The characters mentioned there are pretty much all that make it into the film – plus Ganryu randomly cameoing as Ling’s principal, Lei turning up as a face on a text message and the wood spirits being Mokujin. No Paul, no Law, no Julia, Christie, Yoshimitsu, Jack, King, Leon…basically, a game with an incredibly rich cast led to a film with a tiny and oddly-chosen one. Xiaoyu is popular and cute, no doubt, but she’s supposed to be ditzy and wild. Her original story was a quest to get a theme park built, after all! And Alisa…well, she’s funny and has a distinctive design, but the attempts to make her genki and loveable just make it look like she’s a horrible actress. She’s animated, and she comes off as a much worse actress than any others in the film. And ultimately, scenes of her bonding with Ling seem daft when the only point is to try and make a tear-jerker out of her using attacks from a cartoon at the end – only for enormous devil lasers to make it all meaningless.

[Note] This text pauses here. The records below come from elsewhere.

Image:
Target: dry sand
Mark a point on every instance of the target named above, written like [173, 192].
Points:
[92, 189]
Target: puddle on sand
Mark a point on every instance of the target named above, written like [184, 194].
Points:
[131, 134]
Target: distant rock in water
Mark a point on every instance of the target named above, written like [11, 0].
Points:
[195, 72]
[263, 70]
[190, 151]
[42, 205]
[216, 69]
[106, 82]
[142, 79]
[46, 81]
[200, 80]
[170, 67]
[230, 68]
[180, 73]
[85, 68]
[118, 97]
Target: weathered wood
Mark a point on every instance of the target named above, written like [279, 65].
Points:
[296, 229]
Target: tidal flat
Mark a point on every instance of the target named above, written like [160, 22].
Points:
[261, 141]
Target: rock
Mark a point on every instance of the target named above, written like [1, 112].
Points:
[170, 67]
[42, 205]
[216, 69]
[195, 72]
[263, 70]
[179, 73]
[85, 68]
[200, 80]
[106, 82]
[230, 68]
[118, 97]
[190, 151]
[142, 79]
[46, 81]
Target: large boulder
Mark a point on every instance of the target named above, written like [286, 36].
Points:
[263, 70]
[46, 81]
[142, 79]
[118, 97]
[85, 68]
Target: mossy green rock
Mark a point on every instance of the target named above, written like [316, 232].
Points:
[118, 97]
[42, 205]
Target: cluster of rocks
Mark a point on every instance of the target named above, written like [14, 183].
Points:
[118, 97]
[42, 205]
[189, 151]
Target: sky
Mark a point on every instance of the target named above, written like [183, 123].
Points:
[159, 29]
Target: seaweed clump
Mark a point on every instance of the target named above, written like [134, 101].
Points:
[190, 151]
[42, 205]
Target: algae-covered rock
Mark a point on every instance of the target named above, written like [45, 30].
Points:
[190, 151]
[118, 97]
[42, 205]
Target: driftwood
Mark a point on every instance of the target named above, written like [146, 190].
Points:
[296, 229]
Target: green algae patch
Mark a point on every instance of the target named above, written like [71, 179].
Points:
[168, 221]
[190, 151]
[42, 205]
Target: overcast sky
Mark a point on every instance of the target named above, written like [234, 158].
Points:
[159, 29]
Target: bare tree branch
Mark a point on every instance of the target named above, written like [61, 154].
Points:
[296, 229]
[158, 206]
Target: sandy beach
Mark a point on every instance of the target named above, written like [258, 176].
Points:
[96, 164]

Though the US dub was the first one to be released (the two made in tandem), I urge any viewers to watch the Japanese version: not only is the acting much better in Japanese (though Alisa is annoying in both), but the lip movements are synched to the Japanese, and it makes a big difference.

Ultimately, this seems like a wasted opportunity. Even if only for moments, like in the Street Fighter II anime, I wanted to see more of the wider cast. A sequel is heavily hinted at, and will perhaps be better, but I wanted much more here.